You’re listening to A Way with Words, the show about language and how we use it. I’m Grant Barrett.
And I’m Martha Barnette. The recording artist Prince was astonishingly prolific.
By the time he died in 2016, he’d already recorded enough songs to release a new album every six months for the next 40 years. And you know who else was astonishingly prolific? Charles Dickens. Amazingly, he was usually writing more than one novel at a time, and ultimately he wrote some four million words. The British novelist Nick Hornby has written a book that links those two. It’s called Dickens and Prince, A Particular Kind of Genius. And Grant, this book reads a little bit like those compare and contrast essays that you might have been assigned in college. And there are some intriguing parallels. Both men were born into poverty. Both of them died before the age of 59. And during their short lives, the creativity just poured out of them. It was unstoppable. So the book actually ends up being a meditation on creativity itself. Where does creativity come from? How do you nurture it? How do you care for it? And the other thing that this book has made me do is to re-examine my own relationship with perfectionism when it comes to writing. Because I’ve always valued polishing a piece of writing word by word, sentence by sentence, but this book really makes you think about how much polishing is actually worth it. When does a piece of writing get to the point where you should just stop and let it go? How much better does work end up if you spend another hour or another day or another week on it? And I have to admit, it’s made me question, when does polishing become procrastinating?

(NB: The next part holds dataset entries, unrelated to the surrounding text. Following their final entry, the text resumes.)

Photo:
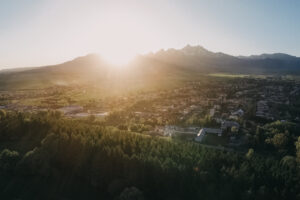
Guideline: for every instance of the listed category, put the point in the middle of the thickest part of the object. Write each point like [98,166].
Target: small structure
[71,109]
[229,124]
[173,130]
[205,131]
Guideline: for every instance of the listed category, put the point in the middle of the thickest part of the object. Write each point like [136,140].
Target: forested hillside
[47,156]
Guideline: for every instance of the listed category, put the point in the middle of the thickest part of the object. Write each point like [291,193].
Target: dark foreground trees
[44,156]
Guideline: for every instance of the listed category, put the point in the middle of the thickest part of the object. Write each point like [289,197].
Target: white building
[204,131]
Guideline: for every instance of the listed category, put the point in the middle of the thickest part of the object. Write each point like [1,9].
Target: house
[71,109]
[173,130]
[229,124]
[205,131]
[238,113]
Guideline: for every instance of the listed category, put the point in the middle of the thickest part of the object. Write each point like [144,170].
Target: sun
[117,59]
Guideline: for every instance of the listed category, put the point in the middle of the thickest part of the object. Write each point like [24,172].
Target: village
[219,113]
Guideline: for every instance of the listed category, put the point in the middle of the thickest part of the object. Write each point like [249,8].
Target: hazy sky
[40,32]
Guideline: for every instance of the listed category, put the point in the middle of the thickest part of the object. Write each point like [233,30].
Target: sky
[44,32]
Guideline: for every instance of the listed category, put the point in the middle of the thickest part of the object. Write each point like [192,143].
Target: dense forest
[47,156]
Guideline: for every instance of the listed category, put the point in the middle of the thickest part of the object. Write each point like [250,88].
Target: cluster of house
[198,132]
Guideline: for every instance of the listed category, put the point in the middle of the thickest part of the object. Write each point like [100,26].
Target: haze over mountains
[174,63]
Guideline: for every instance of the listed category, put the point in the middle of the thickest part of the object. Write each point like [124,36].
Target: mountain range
[172,63]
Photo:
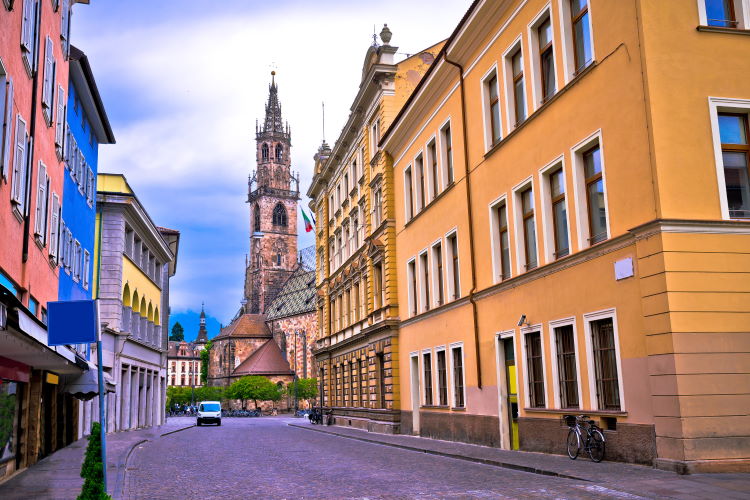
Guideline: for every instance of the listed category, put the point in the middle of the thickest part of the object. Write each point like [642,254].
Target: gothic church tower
[273,193]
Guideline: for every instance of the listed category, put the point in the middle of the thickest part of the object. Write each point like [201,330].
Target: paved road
[265,458]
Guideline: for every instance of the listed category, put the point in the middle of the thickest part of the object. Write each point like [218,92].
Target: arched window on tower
[256,219]
[279,215]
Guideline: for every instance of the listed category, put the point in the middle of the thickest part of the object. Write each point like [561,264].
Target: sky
[183,83]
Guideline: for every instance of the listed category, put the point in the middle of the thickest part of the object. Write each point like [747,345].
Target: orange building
[573,230]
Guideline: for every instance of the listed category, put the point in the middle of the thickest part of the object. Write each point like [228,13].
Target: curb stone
[485,461]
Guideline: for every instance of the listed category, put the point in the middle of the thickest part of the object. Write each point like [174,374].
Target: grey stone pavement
[57,477]
[283,457]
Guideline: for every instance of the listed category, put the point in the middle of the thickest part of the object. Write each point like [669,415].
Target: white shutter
[7,139]
[18,180]
[41,197]
[60,122]
[54,228]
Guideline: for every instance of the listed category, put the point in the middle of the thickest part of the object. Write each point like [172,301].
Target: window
[546,59]
[442,378]
[735,153]
[579,15]
[6,121]
[566,366]
[605,364]
[48,85]
[419,171]
[519,92]
[40,220]
[279,215]
[424,281]
[18,189]
[529,227]
[493,109]
[408,195]
[447,151]
[457,359]
[597,211]
[427,369]
[411,271]
[437,271]
[535,370]
[433,172]
[454,282]
[559,213]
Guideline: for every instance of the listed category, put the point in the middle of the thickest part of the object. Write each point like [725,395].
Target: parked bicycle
[584,433]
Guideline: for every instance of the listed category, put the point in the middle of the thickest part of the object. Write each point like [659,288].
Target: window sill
[719,29]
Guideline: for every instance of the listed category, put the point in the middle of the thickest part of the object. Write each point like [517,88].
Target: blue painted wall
[78,213]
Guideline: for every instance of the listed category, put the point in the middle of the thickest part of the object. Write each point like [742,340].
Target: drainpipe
[473,290]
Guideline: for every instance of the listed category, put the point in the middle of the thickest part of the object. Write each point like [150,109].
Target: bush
[92,470]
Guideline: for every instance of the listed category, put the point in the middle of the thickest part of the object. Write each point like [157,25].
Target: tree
[178,333]
[204,362]
[92,470]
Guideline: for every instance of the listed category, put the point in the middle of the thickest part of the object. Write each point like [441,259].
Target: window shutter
[54,228]
[20,160]
[6,138]
[40,200]
[60,121]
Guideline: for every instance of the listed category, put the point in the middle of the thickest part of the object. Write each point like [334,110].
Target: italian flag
[308,222]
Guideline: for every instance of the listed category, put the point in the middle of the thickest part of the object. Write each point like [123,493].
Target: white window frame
[566,30]
[510,107]
[495,244]
[553,358]
[545,194]
[718,105]
[589,318]
[579,188]
[412,287]
[536,71]
[518,226]
[408,194]
[451,367]
[539,327]
[443,146]
[486,113]
[741,12]
[424,287]
[453,287]
[435,273]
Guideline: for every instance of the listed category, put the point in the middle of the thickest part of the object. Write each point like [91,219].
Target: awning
[86,385]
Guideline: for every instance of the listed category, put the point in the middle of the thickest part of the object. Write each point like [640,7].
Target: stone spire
[202,332]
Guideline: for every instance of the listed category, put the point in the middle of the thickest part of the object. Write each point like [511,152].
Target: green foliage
[306,388]
[92,470]
[255,388]
[178,333]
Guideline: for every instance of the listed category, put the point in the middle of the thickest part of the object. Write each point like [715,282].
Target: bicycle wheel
[596,445]
[573,444]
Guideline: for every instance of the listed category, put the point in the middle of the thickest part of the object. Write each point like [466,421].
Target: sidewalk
[625,478]
[58,476]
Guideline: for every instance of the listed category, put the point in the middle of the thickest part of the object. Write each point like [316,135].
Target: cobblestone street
[266,458]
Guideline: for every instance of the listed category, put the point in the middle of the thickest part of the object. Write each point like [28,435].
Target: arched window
[279,215]
[256,218]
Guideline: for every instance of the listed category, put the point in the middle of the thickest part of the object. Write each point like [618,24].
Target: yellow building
[352,193]
[571,212]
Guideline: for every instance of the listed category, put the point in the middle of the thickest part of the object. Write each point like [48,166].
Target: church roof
[298,294]
[266,360]
[246,325]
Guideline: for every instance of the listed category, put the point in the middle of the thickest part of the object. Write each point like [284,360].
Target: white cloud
[183,92]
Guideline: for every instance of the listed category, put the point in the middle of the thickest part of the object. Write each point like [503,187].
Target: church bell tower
[273,193]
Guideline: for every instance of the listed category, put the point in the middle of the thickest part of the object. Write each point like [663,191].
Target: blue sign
[72,322]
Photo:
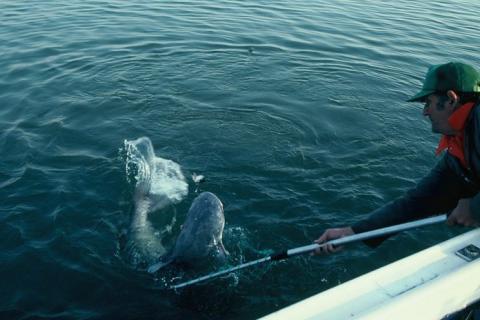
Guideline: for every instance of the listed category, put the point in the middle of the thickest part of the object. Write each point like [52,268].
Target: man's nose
[426,110]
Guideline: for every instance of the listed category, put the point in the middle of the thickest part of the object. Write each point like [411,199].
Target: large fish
[200,239]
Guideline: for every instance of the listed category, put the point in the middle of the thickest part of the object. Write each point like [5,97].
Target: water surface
[293,110]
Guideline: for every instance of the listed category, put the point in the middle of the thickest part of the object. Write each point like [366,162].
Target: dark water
[293,110]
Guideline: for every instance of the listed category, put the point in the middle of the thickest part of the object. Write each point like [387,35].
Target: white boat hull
[427,285]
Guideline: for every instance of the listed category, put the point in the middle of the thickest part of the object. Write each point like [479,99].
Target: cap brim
[419,97]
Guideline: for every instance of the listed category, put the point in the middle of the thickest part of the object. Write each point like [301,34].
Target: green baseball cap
[456,76]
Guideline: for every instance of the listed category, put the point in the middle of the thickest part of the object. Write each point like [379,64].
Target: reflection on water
[294,111]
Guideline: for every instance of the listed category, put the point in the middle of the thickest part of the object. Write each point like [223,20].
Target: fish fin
[159,265]
[222,251]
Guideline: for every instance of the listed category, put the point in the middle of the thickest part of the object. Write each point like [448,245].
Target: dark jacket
[439,191]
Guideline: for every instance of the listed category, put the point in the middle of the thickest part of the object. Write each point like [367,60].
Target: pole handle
[361,236]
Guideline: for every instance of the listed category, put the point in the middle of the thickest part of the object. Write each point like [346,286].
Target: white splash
[161,179]
[158,183]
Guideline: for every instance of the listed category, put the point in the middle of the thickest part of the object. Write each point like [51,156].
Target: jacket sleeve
[436,193]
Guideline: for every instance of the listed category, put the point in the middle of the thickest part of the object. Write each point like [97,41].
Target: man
[451,93]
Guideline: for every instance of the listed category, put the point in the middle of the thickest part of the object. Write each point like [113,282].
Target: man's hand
[461,215]
[331,234]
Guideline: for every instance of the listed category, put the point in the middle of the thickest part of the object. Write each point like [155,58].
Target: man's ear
[453,98]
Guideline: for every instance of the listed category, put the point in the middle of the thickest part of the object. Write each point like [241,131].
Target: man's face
[438,110]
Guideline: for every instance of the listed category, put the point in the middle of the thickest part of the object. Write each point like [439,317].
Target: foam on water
[162,179]
[158,183]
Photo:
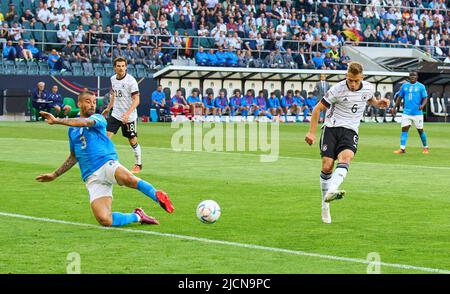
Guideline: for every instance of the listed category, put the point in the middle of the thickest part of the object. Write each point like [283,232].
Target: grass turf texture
[396,205]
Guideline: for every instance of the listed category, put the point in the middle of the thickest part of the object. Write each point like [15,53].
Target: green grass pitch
[396,206]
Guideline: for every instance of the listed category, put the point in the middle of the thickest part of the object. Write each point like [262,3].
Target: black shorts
[335,140]
[128,130]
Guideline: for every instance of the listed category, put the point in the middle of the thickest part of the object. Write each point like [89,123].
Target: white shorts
[408,120]
[100,183]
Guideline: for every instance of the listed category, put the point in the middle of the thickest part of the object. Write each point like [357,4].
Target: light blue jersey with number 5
[412,94]
[91,146]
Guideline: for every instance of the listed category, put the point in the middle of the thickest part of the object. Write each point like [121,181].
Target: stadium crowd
[252,33]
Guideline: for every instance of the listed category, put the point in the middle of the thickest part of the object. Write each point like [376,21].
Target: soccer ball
[208,211]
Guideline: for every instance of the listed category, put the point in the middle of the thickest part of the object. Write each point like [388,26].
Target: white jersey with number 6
[123,90]
[345,107]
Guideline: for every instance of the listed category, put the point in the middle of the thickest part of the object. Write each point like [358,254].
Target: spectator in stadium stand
[231,57]
[55,62]
[9,51]
[211,58]
[201,57]
[34,50]
[22,53]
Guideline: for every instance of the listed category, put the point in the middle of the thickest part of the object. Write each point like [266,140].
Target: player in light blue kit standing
[100,169]
[415,99]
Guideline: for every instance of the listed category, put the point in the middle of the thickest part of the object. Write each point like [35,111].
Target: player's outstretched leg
[324,183]
[336,180]
[423,137]
[101,207]
[137,155]
[126,178]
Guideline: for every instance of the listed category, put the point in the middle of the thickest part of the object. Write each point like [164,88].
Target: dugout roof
[268,74]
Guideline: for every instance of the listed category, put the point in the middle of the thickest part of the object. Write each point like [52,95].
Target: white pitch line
[123,147]
[228,243]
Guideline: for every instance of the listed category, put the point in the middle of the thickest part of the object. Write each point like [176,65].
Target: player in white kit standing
[124,100]
[344,104]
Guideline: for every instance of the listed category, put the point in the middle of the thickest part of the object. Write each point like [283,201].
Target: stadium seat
[304,93]
[225,91]
[38,35]
[77,69]
[99,102]
[278,93]
[167,93]
[209,90]
[26,35]
[71,102]
[98,69]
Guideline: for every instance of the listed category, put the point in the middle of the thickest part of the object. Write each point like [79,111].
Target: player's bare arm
[68,164]
[110,104]
[72,122]
[311,135]
[397,104]
[136,101]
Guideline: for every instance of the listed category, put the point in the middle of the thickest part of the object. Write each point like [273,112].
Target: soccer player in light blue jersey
[99,166]
[415,97]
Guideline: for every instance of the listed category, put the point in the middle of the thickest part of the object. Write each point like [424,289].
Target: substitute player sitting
[99,166]
[415,99]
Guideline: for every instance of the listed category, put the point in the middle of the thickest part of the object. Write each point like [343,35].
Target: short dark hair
[118,59]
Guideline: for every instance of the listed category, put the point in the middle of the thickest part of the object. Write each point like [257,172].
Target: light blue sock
[403,139]
[122,219]
[147,189]
[423,137]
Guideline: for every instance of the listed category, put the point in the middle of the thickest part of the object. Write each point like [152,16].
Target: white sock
[338,177]
[137,153]
[324,183]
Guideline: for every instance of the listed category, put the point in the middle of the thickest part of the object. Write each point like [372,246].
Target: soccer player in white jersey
[124,100]
[344,104]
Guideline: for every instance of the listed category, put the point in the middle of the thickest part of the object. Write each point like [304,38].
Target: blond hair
[355,68]
[84,95]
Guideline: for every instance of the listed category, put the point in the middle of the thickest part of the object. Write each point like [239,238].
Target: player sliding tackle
[344,104]
[100,169]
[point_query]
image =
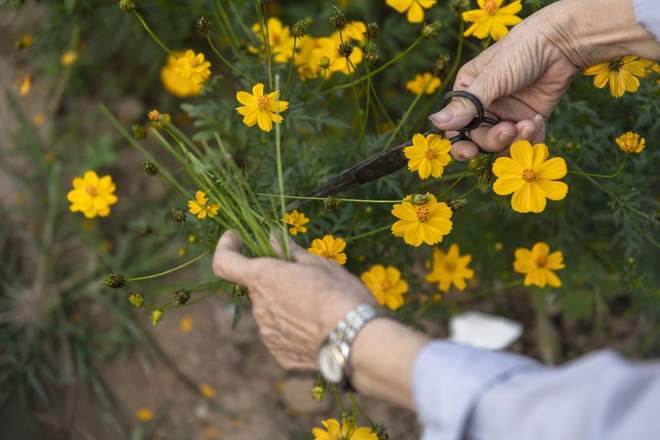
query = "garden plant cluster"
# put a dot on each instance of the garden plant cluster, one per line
(256, 104)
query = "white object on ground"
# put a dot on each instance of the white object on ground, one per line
(482, 330)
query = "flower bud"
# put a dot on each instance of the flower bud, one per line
(150, 168)
(338, 20)
(181, 297)
(157, 316)
(372, 31)
(298, 29)
(126, 5)
(240, 291)
(203, 26)
(457, 204)
(441, 65)
(431, 30)
(179, 216)
(332, 203)
(459, 6)
(135, 299)
(138, 131)
(113, 280)
(345, 49)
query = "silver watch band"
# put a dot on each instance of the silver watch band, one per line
(342, 336)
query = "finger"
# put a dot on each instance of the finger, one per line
(229, 263)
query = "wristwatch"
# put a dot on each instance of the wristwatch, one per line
(332, 357)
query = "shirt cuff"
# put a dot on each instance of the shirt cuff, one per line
(647, 14)
(448, 379)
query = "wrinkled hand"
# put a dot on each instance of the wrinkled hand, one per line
(519, 80)
(296, 304)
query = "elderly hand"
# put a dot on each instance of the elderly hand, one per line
(296, 304)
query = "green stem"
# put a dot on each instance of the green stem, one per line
(144, 24)
(366, 234)
(602, 176)
(208, 37)
(483, 292)
(380, 69)
(454, 184)
(149, 277)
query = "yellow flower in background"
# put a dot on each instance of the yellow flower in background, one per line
(260, 108)
(25, 85)
(174, 82)
(279, 38)
(191, 66)
(416, 85)
(297, 220)
(530, 176)
(419, 224)
(492, 19)
(631, 143)
(538, 264)
(186, 324)
(144, 414)
(200, 208)
(386, 285)
(207, 391)
(329, 248)
(69, 58)
(620, 73)
(450, 268)
(346, 432)
(428, 155)
(414, 8)
(92, 195)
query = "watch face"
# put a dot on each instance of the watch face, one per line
(331, 364)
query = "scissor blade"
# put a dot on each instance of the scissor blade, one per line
(381, 164)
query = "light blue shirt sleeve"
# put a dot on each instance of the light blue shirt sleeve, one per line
(463, 393)
(647, 13)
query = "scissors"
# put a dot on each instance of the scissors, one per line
(388, 161)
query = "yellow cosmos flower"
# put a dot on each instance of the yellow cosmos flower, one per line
(416, 85)
(297, 220)
(450, 268)
(345, 432)
(538, 265)
(631, 143)
(144, 414)
(386, 285)
(174, 82)
(279, 38)
(428, 155)
(260, 108)
(415, 8)
(530, 176)
(492, 19)
(329, 248)
(92, 195)
(200, 208)
(193, 67)
(426, 223)
(620, 73)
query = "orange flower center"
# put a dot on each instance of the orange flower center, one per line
(542, 261)
(262, 102)
(529, 175)
(490, 6)
(422, 213)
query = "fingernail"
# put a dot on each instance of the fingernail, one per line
(506, 137)
(527, 132)
(442, 117)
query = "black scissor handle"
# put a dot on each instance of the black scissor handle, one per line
(474, 123)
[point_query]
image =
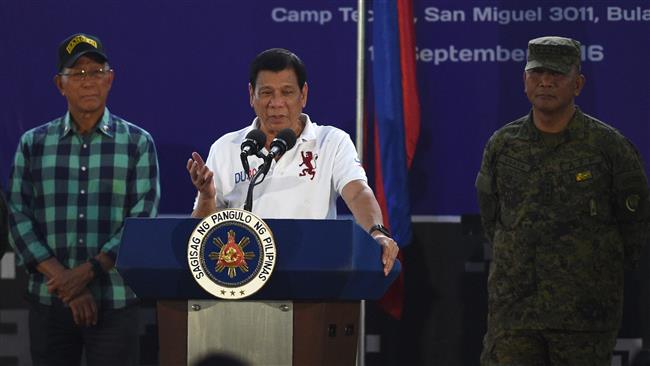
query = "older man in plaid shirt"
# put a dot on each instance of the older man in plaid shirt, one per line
(74, 181)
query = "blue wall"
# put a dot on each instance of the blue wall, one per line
(182, 71)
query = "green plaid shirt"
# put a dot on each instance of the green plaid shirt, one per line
(70, 193)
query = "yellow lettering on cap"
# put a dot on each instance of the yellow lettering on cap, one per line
(583, 176)
(79, 39)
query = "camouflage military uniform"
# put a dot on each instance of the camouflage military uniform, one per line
(563, 213)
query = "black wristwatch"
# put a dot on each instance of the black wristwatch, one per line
(381, 228)
(98, 271)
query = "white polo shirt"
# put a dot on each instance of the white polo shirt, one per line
(304, 183)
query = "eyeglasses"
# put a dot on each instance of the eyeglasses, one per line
(91, 74)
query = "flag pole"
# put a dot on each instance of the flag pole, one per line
(361, 40)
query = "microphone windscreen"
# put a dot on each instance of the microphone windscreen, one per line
(258, 136)
(288, 136)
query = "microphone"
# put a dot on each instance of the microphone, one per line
(285, 140)
(251, 145)
(253, 142)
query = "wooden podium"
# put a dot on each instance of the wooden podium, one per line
(307, 314)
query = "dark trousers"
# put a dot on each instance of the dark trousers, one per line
(56, 340)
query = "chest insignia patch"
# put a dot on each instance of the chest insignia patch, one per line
(583, 176)
(308, 164)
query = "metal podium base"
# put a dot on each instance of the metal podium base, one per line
(259, 332)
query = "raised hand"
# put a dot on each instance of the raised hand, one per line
(202, 177)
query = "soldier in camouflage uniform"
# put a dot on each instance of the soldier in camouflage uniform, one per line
(564, 203)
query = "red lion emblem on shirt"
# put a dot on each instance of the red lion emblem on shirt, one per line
(308, 160)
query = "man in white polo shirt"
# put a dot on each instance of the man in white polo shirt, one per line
(304, 182)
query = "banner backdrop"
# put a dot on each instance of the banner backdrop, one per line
(181, 72)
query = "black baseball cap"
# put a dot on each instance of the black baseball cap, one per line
(77, 45)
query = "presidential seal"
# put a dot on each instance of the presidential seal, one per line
(231, 254)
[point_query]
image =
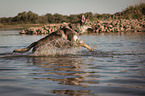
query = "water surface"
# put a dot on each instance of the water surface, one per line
(115, 68)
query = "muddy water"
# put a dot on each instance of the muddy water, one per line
(115, 68)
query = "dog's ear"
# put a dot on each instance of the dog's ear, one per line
(83, 19)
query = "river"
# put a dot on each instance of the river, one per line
(116, 67)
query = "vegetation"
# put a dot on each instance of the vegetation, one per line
(132, 12)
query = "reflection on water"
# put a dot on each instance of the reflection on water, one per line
(115, 68)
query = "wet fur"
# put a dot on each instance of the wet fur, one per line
(68, 33)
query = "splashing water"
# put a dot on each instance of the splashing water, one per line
(57, 47)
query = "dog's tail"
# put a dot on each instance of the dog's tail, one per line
(25, 49)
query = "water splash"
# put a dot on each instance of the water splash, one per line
(57, 47)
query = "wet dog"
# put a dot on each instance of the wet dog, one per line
(69, 32)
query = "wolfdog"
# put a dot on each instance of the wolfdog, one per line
(69, 32)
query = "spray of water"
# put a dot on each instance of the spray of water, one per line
(57, 47)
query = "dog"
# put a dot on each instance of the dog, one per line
(69, 32)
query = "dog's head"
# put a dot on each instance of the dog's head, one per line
(80, 26)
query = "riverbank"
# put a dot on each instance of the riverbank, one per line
(117, 25)
(18, 26)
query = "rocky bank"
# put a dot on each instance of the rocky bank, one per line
(116, 25)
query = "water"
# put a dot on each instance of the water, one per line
(115, 68)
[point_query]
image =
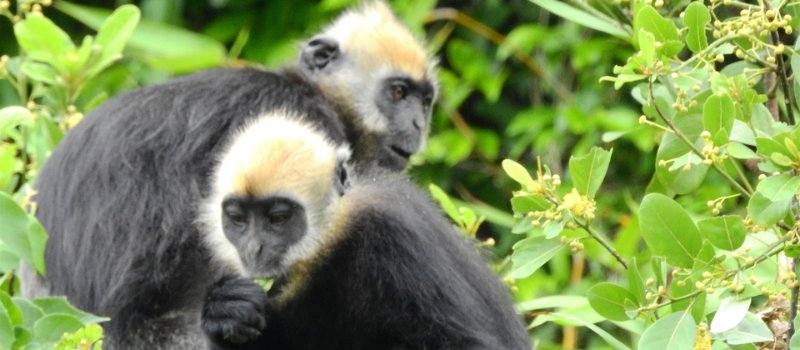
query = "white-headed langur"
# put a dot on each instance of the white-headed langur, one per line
(118, 197)
(365, 262)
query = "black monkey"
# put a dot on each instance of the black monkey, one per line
(118, 196)
(376, 268)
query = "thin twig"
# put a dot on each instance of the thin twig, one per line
(691, 145)
(451, 14)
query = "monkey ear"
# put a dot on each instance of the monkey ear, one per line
(343, 171)
(319, 52)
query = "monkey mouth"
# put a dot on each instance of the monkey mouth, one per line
(402, 153)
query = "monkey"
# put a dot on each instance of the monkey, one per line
(117, 195)
(367, 262)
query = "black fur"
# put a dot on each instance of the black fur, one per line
(401, 278)
(119, 198)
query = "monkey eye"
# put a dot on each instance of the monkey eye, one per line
(280, 213)
(399, 91)
(234, 213)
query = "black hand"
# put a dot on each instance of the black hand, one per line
(235, 311)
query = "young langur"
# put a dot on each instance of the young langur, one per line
(119, 195)
(363, 263)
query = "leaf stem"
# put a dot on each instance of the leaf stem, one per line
(599, 238)
(691, 145)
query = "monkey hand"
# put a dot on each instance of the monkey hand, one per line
(234, 311)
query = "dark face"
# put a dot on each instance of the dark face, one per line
(406, 104)
(262, 230)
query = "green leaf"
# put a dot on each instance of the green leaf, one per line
(588, 171)
(780, 187)
(635, 281)
(13, 116)
(610, 339)
(13, 312)
(445, 202)
(724, 232)
(695, 18)
(740, 151)
(526, 204)
(30, 312)
(38, 242)
(681, 182)
(59, 305)
(531, 253)
(561, 9)
(519, 174)
(51, 327)
(676, 331)
(663, 29)
(647, 47)
(668, 230)
(163, 46)
(6, 329)
(114, 34)
(766, 212)
(718, 115)
(14, 235)
(42, 40)
(611, 301)
(40, 72)
(750, 330)
(729, 314)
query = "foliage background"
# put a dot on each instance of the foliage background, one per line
(517, 82)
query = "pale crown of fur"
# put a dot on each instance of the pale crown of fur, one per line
(377, 45)
(275, 155)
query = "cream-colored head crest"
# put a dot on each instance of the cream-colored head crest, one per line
(277, 154)
(375, 38)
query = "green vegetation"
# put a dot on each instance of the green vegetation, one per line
(630, 166)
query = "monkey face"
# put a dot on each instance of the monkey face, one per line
(262, 230)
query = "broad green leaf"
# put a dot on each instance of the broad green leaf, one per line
(780, 187)
(766, 212)
(30, 312)
(14, 235)
(51, 327)
(635, 281)
(588, 171)
(38, 242)
(663, 29)
(444, 200)
(40, 72)
(531, 253)
(681, 182)
(729, 314)
(13, 116)
(676, 331)
(114, 34)
(564, 10)
(59, 305)
(647, 47)
(13, 312)
(526, 204)
(718, 116)
(42, 40)
(724, 232)
(612, 301)
(518, 172)
(6, 329)
(668, 230)
(740, 151)
(610, 339)
(696, 16)
(160, 45)
(750, 330)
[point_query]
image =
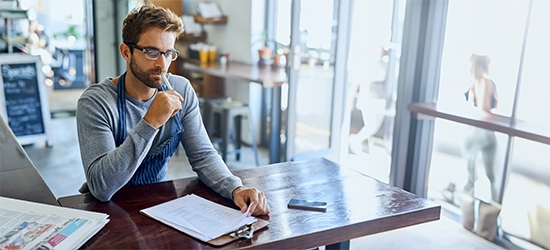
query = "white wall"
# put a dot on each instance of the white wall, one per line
(245, 23)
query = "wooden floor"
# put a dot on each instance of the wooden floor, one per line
(62, 170)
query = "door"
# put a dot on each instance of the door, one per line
(316, 79)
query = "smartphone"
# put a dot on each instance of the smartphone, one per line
(320, 206)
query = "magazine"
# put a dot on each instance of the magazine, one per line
(30, 225)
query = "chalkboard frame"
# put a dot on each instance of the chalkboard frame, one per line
(12, 59)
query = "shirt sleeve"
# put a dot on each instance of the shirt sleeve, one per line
(204, 159)
(107, 167)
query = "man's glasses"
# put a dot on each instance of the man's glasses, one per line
(154, 54)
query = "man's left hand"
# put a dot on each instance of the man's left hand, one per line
(245, 196)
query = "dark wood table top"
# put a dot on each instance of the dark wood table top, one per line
(357, 206)
(19, 179)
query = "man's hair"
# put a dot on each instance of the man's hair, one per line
(148, 16)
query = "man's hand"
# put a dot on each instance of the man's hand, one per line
(242, 196)
(166, 104)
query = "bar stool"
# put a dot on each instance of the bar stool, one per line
(229, 115)
(206, 107)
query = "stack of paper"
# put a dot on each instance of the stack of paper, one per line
(198, 217)
(30, 225)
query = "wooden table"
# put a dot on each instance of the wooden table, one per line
(357, 206)
(19, 179)
(270, 78)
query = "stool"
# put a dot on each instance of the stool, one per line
(229, 116)
(205, 107)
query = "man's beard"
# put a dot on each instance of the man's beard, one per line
(145, 76)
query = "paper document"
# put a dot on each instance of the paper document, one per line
(29, 225)
(209, 10)
(199, 217)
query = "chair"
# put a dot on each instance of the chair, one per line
(224, 126)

Oh, yeah, absolutely. I love this. It reminds me of the talks that I would have with interns when I was a lexicographer. I would talk to them in the first week about the difference between perfection and good enough. Exactly what you were talking about. And how perfection was the enemy of a lexicographer because we did not have the time, did not have the resources. There was no perfect. You would never finish looking up the history of a word. You simply had to be satisfied that you had approached the ultimate answer. You had approached the perfect definition. You had approached the truth. You had approached enough. And then you had to leave it because there was so much, there was an infinite amount of work to do. Yes, and deadlines. Prince I know somewhat more about than Dickens, and I think what I’ve learned about Prince outside of reading the article in Esquire that was an interview with Nick Hornby about this book is that was Prince’s thing. He had to be satisfied with good enough because he had that infinite amount of creativity. He had to go on to the next thing because there was so much more he wanted to do. And perfectionism gets in the way of the next thing. If perfectionism is an excuse for you to allow your fear of failure to get in the way, then you’ve got a problem. So a lot of times perfection is an excuse not to put your work out there. And then when we look at Dickens, and Dickens, you know, he had his critics. Sure. But he knew what his audience wanted. And so when he would serialize his work and put it out there in the newspapers, people would poo-poo that. And that was why he worked on multiple books at a time is because he was trying to sell it. He was trying to get it out there in multiple markets in multiple ways. Right. I love the idea of this book, and I’m im encouraged that you immediately thought about this and the idea of writing and language and literature. And I’m looking forward to hearing other people’s thoughts on it.
What is it again?
It’s called Dickens and Prince, A Particular Kind of Genius, and it’s by Nick Hornby.